W a s h i n g t o n (PRO) - Im November 2008 wird der neue Präsident der Vereinigten Staaten von Amerika gewählt. Der wegen seines christlichen Bekenntnisses oft kritisierte George W. Bush kann kein drittes Mal als Kandidat antreten, doch nichtsdestotrotz spielt auch in diesem Wahlkampf eine große Rolle, welcher Präsidentschaftskandidat welche Glaubensansichten vertritt. Und die Demokraten haben inzwischen dazugelernt.
Von PRO

Der Wahlkampf ist längst angelaufen. Schon jetzt werden die Kandidaten der Demokraten und der Republikaner auf Schritt und Tritt verfolgt. „Unter den Liberalen in den USA herrscht Euphorie, denn die beiden heißesten Anwärter der Demokraten für das höchste Amt des Landes sind Barack Obama und Hillary Clinton: ein Schwarzer und eine Frau“, schrieb die „Tageszeitung“ (taz) Mitte Januar. Beide haben begriffen, dass ohne die Christen in Amerika kein Staat zu machen ist.

In diesem Wahlkampf wird es nicht nur um die üblichen Polit-Themen gehen. Vor allem die christliche Überzeugung verhalf Bush junior zu seinen zwei Wahlsiegen, ergaben Umfragen des Meinungsforschungsinstitutes „Pew Forum“. Ein Viertel seiner Wähler sind evangelikale Protestanten, 78 Prozent von ihnen gaben ihm bei der letzten Wahl ihre Stimme. „Prinzipiell gilt: Je seltener jemand in die Kirche geht, desto eher stimmt er für die Demokraten“, bringt es die taz auf den Punkt. Denn für die Liberalen sind das Recht auf Abtreibung, die Befürwortung der Homoehe sowie die Emanzipation der Frau wichtig. Ziele, die Evangelikale größtenteils ablehnen.

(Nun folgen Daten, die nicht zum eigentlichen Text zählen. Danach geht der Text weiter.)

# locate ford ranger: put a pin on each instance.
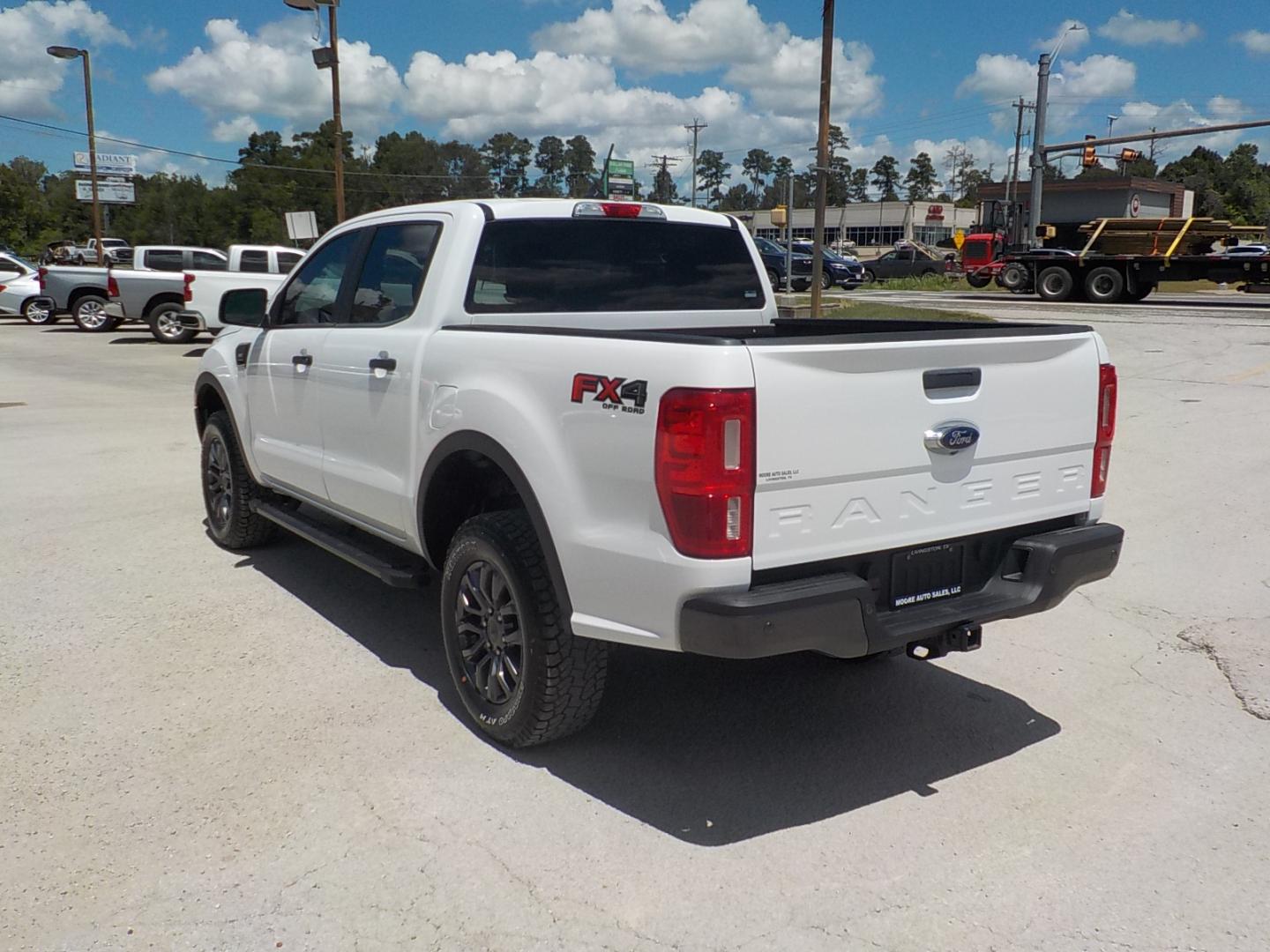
(588, 420)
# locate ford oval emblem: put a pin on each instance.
(952, 437)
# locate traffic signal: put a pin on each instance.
(1090, 155)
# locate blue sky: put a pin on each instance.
(629, 71)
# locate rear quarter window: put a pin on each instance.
(559, 265)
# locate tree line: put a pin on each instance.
(273, 176)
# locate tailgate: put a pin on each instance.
(843, 465)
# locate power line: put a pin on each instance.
(239, 163)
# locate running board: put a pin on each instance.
(403, 574)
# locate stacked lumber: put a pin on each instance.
(1154, 236)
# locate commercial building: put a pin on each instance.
(871, 227)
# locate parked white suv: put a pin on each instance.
(587, 418)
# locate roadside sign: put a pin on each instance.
(302, 227)
(108, 164)
(111, 192)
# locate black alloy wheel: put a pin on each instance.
(490, 637)
(219, 485)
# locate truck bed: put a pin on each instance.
(794, 329)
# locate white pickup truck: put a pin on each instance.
(589, 420)
(204, 290)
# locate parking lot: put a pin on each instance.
(211, 750)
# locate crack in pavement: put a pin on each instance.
(1255, 700)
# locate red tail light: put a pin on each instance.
(705, 470)
(1105, 430)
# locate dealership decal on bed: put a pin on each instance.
(612, 392)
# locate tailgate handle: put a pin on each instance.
(955, 378)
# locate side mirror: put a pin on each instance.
(244, 308)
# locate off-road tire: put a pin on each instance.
(1056, 283)
(161, 323)
(29, 308)
(562, 677)
(84, 306)
(1104, 286)
(230, 519)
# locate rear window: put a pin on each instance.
(553, 265)
(254, 262)
(206, 260)
(165, 260)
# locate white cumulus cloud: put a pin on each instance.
(1000, 77)
(29, 78)
(1131, 29)
(641, 34)
(790, 81)
(272, 74)
(236, 130)
(1255, 41)
(1143, 115)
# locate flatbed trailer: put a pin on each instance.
(1105, 279)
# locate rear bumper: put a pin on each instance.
(839, 614)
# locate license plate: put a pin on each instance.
(926, 574)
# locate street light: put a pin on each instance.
(69, 52)
(1038, 156)
(328, 58)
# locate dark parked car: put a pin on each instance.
(900, 263)
(773, 260)
(839, 270)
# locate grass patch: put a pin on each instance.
(929, 282)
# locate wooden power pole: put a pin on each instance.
(822, 153)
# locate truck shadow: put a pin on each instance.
(705, 750)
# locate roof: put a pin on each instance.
(508, 208)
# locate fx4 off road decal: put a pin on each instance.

Demokraten kämpfen gegen religionsfeindliches Image

Dieses Mal widmen sich auch die Demokraten verstärkt der christlich-konservativen Wählerschaft. „Keine Rede, in der Obama nicht seinen tiefen Glauben an Gott betont, und auch Clinton setzt sich als bibeltreue Christin in Szene“, schreibt Kathrin Hedtke in der taz. Beide haben sich sogar persönliche Berater gesucht, die sich ausschließlich um die religiöse Außenwirkung der Kandidaten kümmern. Im Team von Obama ist das Josh Dubois, für Clinton steigt Burns Strider, Vorsitzender der „Democratic Faith Working Group“ („Demokratische Arbeitsgruppe Glaube“), mit in den Ring.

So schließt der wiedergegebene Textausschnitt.